Se il platforming non è dei migliori e le hit-box fanno un po’ quello che vogliono, Psycho Dream resta molto affascinante, soprattutto per quanto riguarda la storia, per nulla accennata nel gioco ma che si riflette nella costruzione dei livelli e nell’avanzamento che culmina in un boss finale sulle note di una versione chiptune dell’Ave Maria di Schubert.
La storia è ambientata negli anni ‘90 a seguito di eventi accaduti nella decade precedente. In Giappone inizia a emergere una nuova forma di intrattenimento denominata “D-Movies”, delle realtà virtuali simulate in cui è possibile vivere esperienze realistiche. La cosa però sfugge di mano e sono sempre i più i giovani che decidono di rifugiarsi in questi nirvana tecnologici, a detrimento del proprio corpo fisico che va in stato di vegetazione. Per porre un freno a questi eventi, l’ente governativo giapponese Kokka Koan Iinkai, ovvero la Commissione nazionale per la pubblica sicurezza, stabilisce un corpo d’azione elitario chiamato Koan Yonka, la divisione pubblica numero 4, costituita da agenti che si possono calare in questi mondi virtuale e salvare chi vi si è rintanato.
Salvare Yuki Sayaka
Gli eventi si svolgono nel 1992, quando la giovane Yuki Sayaka si cala in un D-Movie. Prima che sopraggiunga la morte, i due agenti Ryo Shijima e Maria Tobari si calano nel D-Movie per salvarla. Il giocatore inizia proprio da qui, potendo scegliere tra uno dei due personaggi per portare a termine l’avventura.
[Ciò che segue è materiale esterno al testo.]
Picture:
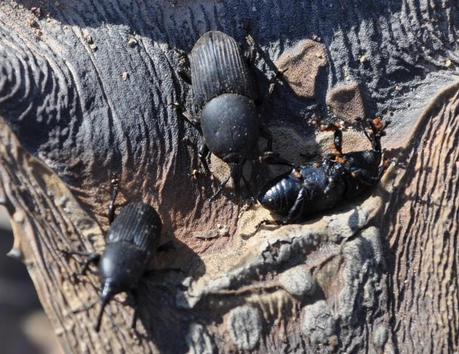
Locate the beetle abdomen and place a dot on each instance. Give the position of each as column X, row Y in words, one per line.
column 280, row 196
column 230, row 126
column 138, row 224
column 218, row 67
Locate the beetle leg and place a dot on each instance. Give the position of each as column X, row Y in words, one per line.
column 135, row 317
column 204, row 154
column 184, row 70
column 266, row 133
column 297, row 208
column 166, row 247
column 273, row 158
column 112, row 207
column 251, row 54
column 267, row 222
column 186, row 116
column 338, row 140
column 247, row 186
column 364, row 177
column 93, row 258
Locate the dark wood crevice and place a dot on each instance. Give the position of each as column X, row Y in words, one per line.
column 87, row 91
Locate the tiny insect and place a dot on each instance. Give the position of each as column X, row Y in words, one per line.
column 131, row 244
column 225, row 94
column 310, row 189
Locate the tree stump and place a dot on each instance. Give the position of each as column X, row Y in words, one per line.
column 87, row 92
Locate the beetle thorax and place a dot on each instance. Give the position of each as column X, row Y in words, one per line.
column 230, row 126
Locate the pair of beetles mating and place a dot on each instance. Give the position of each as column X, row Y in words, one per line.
column 223, row 90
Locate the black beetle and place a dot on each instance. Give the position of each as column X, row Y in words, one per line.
column 132, row 242
column 309, row 189
column 225, row 94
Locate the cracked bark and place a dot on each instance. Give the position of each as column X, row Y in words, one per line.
column 87, row 90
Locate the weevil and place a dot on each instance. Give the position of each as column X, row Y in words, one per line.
column 132, row 242
column 225, row 94
column 309, row 189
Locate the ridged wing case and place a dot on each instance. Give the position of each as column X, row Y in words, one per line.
column 218, row 67
column 138, row 224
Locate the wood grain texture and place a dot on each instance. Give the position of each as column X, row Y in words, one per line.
column 87, row 90
column 423, row 234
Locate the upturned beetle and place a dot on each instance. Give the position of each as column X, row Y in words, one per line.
column 310, row 189
column 225, row 94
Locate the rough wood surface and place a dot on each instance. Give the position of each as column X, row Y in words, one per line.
column 87, row 90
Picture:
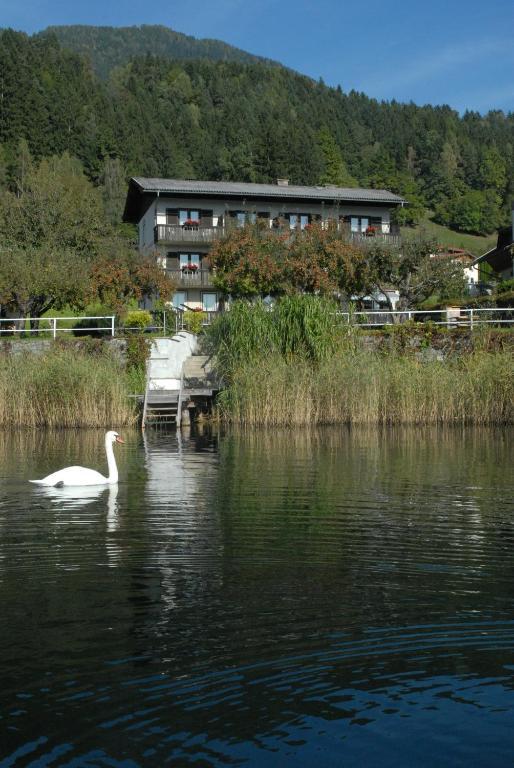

Sebbene gli sprite di Ryo e Maria siano differenti, le modalità di attacco risultano molto simili. Per sconfiggere i nemici avranno a disposizione una spada (il primo) e una frusta (la seconda). I mostri che si incontrano nel D-Movie sono generalmente variegati e si va da strane lumache a minacciosi uccelli, ma anche api grandi quanto una moto e strane teste volanti, un repertorio tutto sommato standard. Sconfiggendoli possono lasciare dei diamanti colorati: trattasi di potenziamenti per l’arma di attacco, salute aggiuntiva o anche un’arma alternativa in grado di sparare laser.
Si inizia come spesso accade su tetti di palazzi con una skyview di una megalopoli, richiamo all’immaginario cyberpunk che fa da tessuto per la storia narrata, ma si passa poi a cunicoli sotterranei e strutture biologiche man mano che si affonda nella psiche della giovane Yuki Sayaka.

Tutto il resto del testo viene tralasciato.